Temperature dependent photoluminescence of organic semiconductors with varying backbone conformation
S. Guha, J. D. Rice, Y. T. Yau, C. M. Martin, M. Chandrasekhar, H.R., Chandrasekhar, R. Guentner, P.Scandiucci de Freitas, U. Scherf

TL;DR
This study investigates how temperature affects the photoluminescence of various organic semiconductors with different backbone conformations, revealing distinct shifts in emission energies linked to molecular structure.
Contribution
It provides a comparative analysis of temperature-dependent photoluminescence in conjugated polymers and molecules with different backbone conformations, extending empirical models from inorganic semiconductors.
Findings
Long-chain polymers exhibit blue shifts in emission with increasing temperature.
Conjugated molecules show red shifts in emission with increasing temperature.

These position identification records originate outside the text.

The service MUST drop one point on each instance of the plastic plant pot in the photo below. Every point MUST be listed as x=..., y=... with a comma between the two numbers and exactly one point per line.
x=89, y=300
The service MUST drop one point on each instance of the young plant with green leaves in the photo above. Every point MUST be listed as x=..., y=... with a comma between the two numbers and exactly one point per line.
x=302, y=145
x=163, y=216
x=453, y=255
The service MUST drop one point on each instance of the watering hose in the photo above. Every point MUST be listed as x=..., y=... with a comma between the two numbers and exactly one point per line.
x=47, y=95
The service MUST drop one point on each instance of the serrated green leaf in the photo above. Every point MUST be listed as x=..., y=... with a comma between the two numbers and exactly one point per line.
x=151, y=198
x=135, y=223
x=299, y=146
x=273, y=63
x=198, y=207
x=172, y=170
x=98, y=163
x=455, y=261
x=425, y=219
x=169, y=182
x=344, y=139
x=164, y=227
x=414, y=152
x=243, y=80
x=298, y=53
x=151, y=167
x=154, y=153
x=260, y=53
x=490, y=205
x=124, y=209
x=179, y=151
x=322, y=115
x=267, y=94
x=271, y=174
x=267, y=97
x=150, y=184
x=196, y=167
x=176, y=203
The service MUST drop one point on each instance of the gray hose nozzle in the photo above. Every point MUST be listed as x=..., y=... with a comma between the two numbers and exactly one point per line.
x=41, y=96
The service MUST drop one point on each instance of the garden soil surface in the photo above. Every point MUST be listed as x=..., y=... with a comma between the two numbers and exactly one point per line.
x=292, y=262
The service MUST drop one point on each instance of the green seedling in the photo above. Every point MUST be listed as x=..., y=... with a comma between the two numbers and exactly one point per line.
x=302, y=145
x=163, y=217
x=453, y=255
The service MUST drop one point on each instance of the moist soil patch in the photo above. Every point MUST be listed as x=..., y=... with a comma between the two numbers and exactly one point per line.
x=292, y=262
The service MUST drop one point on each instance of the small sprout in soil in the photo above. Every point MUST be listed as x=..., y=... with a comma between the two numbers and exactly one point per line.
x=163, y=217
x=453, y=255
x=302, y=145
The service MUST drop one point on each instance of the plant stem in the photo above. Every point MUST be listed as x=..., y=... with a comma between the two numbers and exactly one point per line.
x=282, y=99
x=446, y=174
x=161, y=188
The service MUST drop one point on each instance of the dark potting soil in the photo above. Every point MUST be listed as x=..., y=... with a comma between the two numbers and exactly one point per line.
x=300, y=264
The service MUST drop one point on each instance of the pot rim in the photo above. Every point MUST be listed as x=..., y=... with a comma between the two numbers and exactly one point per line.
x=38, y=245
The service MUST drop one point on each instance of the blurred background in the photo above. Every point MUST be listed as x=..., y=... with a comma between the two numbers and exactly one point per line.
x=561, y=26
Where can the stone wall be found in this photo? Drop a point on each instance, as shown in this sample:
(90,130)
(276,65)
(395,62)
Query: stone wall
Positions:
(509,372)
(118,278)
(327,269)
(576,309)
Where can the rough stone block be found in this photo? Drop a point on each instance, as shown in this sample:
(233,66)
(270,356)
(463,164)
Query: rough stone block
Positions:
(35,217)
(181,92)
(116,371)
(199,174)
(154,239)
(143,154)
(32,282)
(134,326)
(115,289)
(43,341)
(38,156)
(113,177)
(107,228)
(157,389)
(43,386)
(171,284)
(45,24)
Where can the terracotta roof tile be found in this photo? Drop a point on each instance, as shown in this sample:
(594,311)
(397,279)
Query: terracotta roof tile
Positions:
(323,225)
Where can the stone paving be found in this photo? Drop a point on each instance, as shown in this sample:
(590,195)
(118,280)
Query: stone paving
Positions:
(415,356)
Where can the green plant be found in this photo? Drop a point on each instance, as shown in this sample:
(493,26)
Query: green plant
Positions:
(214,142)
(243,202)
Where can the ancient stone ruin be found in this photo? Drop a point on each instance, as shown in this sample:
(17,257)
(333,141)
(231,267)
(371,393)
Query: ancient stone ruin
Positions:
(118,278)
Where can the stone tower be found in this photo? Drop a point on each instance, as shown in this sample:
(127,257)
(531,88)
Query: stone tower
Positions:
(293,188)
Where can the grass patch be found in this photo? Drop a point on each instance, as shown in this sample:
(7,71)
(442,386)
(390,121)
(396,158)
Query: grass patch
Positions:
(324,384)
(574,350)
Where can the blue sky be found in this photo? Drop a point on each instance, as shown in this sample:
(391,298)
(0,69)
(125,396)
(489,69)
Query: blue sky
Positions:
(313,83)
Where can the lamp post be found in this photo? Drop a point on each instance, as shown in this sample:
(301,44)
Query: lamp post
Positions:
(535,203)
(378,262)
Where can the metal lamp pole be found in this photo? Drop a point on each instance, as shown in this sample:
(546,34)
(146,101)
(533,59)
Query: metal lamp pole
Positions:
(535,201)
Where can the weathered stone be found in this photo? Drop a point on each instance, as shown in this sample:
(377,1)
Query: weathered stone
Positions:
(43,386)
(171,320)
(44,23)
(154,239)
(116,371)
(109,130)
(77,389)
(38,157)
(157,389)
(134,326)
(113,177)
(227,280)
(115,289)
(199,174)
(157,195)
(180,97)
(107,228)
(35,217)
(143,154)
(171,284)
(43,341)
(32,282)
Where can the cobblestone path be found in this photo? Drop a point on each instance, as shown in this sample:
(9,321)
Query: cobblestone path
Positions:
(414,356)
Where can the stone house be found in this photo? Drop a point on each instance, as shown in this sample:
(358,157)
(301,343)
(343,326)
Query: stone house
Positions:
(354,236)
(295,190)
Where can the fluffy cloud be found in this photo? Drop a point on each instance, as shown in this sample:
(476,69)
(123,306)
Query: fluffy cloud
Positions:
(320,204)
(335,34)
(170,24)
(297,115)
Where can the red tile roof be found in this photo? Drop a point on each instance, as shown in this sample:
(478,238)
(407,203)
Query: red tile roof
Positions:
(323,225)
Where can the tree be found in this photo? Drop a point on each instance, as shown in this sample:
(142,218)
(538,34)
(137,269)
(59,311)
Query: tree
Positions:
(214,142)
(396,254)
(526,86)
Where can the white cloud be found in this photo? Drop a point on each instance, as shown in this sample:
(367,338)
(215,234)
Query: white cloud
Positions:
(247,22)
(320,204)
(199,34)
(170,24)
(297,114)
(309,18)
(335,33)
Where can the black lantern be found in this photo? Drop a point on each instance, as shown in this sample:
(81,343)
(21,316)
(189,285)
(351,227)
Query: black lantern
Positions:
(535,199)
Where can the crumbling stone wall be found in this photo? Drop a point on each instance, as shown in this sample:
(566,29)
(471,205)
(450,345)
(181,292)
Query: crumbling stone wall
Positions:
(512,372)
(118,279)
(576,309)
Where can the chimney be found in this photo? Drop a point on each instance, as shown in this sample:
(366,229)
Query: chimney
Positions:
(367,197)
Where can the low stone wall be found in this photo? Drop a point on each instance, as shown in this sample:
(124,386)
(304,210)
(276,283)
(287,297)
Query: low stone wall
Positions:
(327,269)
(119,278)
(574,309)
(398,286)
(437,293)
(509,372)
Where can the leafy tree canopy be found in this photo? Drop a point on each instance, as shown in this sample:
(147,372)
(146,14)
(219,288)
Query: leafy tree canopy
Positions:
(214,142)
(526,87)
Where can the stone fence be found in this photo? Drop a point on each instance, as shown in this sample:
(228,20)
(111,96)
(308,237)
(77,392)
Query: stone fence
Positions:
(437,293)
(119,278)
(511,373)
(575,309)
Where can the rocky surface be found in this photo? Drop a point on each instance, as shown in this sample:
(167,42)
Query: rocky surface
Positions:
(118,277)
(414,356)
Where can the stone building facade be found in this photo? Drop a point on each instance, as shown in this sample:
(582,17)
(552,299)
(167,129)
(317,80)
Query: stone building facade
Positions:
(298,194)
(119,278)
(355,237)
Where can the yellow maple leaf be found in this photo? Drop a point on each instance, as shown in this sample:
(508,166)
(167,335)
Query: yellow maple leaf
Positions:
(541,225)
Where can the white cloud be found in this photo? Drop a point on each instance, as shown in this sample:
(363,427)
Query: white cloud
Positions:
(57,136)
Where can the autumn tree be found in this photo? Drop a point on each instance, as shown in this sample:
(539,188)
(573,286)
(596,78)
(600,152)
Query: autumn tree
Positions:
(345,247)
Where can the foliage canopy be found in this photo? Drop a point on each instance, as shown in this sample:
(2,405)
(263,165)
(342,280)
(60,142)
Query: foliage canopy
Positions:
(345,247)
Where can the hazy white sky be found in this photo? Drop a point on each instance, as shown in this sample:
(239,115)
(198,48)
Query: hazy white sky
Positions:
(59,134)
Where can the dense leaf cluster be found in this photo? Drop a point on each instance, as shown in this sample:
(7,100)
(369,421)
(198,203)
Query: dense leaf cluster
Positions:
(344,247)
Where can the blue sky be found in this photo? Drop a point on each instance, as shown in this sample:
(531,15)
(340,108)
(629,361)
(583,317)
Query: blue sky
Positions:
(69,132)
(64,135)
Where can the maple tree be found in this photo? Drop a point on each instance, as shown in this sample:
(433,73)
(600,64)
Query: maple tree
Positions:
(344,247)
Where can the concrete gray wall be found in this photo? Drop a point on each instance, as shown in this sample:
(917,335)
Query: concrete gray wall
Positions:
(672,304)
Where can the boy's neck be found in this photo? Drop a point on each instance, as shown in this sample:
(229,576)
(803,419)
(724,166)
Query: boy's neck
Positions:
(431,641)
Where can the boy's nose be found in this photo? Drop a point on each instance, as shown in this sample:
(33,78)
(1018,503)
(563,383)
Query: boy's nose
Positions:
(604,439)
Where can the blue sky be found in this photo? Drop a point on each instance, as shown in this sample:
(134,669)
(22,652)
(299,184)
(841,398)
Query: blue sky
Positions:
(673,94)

Empirical models can be applied to explain temperature effects in organic semiconductors.
Abstract
We present photoluminescence studies as a function of temperature from a series of conjugated polymers and a conjugated molecule with distinctly different backbone conformations. The organic materials investigated here are: planar methylated ladder type poly para-phenylene, semi-planar polyfluorene, and non-planar para hexaphenyl. In the longer-chain polymers the photoluminescence transition energies blue shift with increasing temperatures. The conjugated molecules, on the other hand, red shift their transition energies with increasing temperatures. Empirical models that explain the temperature dependence of the band gap energies in inorganic semiconductors can be extended to explain the temperature dependence of the transition energies in conjugated molecules.